Article publié dans les Dossiers de l'allaitement n° 60 (Juillet - Août - Septembre 2004)
D'après : Does maternal smoking have a negative physiological effect on breastfeeding ? The epidemiological evidence. LH Amir, SM Donath. Breastfeed Rev 2003 ; 11(2) : 19-29.
Le tabagisme féminin est un important problème de santé publique ; il a un impact négatif sur la santé reproductive : baisse de la fertilité, augmentation du risque d’accouchement prématuré ou de bébé hypotrophique. Le taux de nicotine est environ trois fois plus élevé dans le lait que dans le sang d’une mère fumeuse, et les enfants allaités excrètent de la cotinine dans leurs urines (un métabolite de la nicotine). Toutefois, les enfants d’une mère fumeuse sont en moins bonne santé lorsqu’ils ne sont pas allaités que s’ils sont allaités. Des études ont constaté que la prévalence et la durée de l’allaitement étaient plus basses chez les femmes fumeuses. On suppose que la nicotine a un impact négatif sur le taux de prolactine. Cependant, certains pensent que cet impact négatif du tabagisme est lié beaucoup plus à des facteurs sociaux et comportementaux qu’à un impact physiologique du tabagisme. Cet article a analysé toutes les études effectuées sur le sujet sur le plan des relations entre le tabagisme maternel, l’intention d’allaiter, la prévalence de l’allaitement et la durée de l’allaitement.

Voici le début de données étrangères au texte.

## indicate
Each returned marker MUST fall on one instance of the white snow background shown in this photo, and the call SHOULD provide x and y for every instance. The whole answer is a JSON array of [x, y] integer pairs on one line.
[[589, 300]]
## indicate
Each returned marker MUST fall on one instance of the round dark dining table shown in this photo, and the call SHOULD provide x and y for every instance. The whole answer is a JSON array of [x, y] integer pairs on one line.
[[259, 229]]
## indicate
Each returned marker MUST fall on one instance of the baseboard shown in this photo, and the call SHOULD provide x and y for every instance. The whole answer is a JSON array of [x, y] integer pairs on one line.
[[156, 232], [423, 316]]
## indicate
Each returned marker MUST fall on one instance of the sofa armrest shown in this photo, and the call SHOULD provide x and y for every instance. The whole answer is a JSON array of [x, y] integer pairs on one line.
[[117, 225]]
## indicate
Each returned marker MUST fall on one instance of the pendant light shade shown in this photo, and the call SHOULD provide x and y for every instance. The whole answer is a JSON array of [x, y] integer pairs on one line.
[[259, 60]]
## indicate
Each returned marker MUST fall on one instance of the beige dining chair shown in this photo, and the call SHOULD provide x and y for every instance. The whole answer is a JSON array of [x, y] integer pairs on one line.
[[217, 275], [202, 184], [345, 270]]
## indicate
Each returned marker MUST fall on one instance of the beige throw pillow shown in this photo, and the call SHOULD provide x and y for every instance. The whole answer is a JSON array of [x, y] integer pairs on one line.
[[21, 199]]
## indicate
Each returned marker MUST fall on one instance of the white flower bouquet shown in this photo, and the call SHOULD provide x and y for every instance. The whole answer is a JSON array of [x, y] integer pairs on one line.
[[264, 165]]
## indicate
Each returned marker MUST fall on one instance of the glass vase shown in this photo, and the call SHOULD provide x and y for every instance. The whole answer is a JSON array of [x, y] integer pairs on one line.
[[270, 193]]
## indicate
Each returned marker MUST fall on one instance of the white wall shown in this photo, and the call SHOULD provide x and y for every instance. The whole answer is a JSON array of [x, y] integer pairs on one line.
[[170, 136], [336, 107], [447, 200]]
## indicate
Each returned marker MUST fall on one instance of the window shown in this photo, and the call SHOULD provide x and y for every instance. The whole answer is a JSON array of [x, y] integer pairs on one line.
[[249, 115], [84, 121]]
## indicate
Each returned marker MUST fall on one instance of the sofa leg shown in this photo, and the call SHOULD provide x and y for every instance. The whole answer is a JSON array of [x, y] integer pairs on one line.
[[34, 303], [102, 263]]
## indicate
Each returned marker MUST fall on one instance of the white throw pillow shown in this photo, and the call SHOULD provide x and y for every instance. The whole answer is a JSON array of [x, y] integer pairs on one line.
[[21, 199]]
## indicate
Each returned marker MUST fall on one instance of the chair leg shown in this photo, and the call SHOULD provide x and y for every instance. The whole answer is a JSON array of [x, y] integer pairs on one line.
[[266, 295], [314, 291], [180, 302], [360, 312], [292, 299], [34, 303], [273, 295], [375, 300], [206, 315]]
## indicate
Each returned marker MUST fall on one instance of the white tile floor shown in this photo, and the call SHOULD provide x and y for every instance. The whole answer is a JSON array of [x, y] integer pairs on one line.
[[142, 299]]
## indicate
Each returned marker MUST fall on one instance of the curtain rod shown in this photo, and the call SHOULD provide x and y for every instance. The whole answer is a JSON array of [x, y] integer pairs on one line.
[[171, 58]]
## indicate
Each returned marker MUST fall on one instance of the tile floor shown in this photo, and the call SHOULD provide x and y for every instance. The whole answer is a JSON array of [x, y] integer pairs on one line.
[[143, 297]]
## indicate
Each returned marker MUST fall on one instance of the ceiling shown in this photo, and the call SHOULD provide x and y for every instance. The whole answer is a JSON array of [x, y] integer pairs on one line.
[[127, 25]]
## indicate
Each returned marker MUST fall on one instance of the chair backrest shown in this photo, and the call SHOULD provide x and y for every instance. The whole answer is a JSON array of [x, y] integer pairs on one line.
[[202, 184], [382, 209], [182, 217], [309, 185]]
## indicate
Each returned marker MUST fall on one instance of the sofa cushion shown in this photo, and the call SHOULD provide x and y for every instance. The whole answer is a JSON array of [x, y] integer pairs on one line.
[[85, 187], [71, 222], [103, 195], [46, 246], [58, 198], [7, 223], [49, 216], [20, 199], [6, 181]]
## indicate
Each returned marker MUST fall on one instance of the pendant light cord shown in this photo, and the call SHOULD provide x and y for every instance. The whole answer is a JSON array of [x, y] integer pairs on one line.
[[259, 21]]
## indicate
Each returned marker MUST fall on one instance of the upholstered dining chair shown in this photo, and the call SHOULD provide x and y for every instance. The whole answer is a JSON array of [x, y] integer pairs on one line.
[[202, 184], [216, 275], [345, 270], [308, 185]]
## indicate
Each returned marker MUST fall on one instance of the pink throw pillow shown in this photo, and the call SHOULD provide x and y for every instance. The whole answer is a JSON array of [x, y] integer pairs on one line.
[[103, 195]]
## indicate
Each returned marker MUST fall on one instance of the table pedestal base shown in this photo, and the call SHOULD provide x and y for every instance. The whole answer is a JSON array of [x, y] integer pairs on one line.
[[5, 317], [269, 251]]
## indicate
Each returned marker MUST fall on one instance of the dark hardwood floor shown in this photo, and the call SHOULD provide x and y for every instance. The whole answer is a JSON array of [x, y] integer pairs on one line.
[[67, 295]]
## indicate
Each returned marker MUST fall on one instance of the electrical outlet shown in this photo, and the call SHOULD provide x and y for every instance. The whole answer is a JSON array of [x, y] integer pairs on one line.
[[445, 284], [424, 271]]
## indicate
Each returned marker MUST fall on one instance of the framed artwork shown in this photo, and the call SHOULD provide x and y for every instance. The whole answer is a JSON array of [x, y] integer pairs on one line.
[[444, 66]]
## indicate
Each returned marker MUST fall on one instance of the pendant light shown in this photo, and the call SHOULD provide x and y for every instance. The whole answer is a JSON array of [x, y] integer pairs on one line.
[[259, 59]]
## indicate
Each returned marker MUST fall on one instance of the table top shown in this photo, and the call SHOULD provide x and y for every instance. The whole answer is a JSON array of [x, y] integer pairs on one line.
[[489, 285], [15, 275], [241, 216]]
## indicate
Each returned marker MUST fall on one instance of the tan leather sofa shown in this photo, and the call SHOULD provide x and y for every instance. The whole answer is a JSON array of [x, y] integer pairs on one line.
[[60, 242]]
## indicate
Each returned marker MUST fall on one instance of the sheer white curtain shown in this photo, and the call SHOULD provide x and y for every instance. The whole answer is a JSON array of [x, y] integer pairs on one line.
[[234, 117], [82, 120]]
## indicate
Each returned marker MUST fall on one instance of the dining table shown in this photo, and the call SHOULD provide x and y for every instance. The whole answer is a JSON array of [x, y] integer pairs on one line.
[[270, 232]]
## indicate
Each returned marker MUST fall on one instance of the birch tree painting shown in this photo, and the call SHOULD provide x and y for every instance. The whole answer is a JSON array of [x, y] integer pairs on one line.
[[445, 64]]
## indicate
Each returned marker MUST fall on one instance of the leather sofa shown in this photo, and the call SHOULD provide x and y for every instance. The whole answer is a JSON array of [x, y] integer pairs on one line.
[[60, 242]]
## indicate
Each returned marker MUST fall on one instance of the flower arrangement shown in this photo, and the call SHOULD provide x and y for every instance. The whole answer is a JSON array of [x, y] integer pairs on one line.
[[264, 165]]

Les études épidémiologiques présentent souvent des biais importants : définitions imprécises pour l’allaitement et le tabagisme (nombre de cigarettes fumées quotidiennement reconnu par la mère), absence de recueil des variables confondantes (âge, niveau socio-économique…), d’autant que certaines d’entre elles n’étaient pas conçues au départ pour évaluer l’impact du tabagisme sur l’allaitement. Comparer ces études entre elles était donc difficile.
6 études évaluaient les relations entre le tabagisme et l’intention maternelle d’allaiter. 5 d’entre elles constataient un impact négatif du tabagisme, la 6ème ne retrouvant pas d’impact significatif. De nombreuses études ont rapporté un impact négatif du tabagisme sur la prévalence de l’allaitement à la naissance, et 8 d’entre elles présentaient une analyse multivariable des données. Les études portant sur les groupes les plus importants constataient habituellement que l’impact négatif du tabagisme perdurait après correction pour les autres variables. 4 études n’ont pas constaté de relation entre le tabagisme et le taux d’initiation de l’allaitement. En ce qui concernait la durée de l’allaitement, l’impact était différent suivant que la mère fumait peu ou était une grosse fumeuse dans les 10 études dans lesquelles le nombre de cigarettes fumées était pris en compte. Dans certaines études, lorsque la mère fumait modérément, l’impact négatif du tabagisme était peu significatif ou disparaissait après correction pour les autres variables.
Les femmes fumeuses sont indiscutablement moins enclines à souhaiter allaiter, à démarrer un allaitement, et à allaiter longtemps. On ne peut toutefois pas exclure le fait que cela soit lié à tout autre chose qu’à un impact physiologique du tabagisme. Les mères fumeuses appartiennent à des catégories démographiques et socio-économiques dans lesquelles la prévalence de l’allaitement est plus basse, elles peuvent penser qu’il n’est pas bon d’allaiter lorsqu’on fume, souhaiter ne pas allaiter, ou allaiter pendant peu de temps pour pouvoir recommencer à fumer si elles avaient arrêté pendant leur grossesse. Même le fait qu’il semble exister un impact dose-dépendant du tabagisme, s’il suggère un impact physiologique, ne permet pas d’éliminer l’existence de différences psychologiques ou comportementales entre les mères qui fument modérément et les mères grosses fumeuses. Les 2 études qui présentaient les meilleurs arguments en faveur d’un impact physiologique de la nicotine estimaient que cet impact était responsable de seulement 8 % des variations constatées dans la sécrétion lactée. Et d’autres études ont constaté que le tabagisme n’avait pas forcément d’impact négatif sur l’allaitement, en particulier dans des populations où le taux d’allaitement est élevé, et chez les mères qui ont un niveau élevé d’éducation. Si l’impact du tabagisme était essentiellement physiologique, il devrait être constaté dans toutes les populations.
Les auteurs concluent que le tabagisme maternel est corrélé à une prévalence et une durée plus basses d’allaitement. Toutefois, au vu des connaissances actuelles, cet impact du tabagisme semble beaucoup plus lié à des facteurs psychosociaux qu’à des facteurs physiologiques.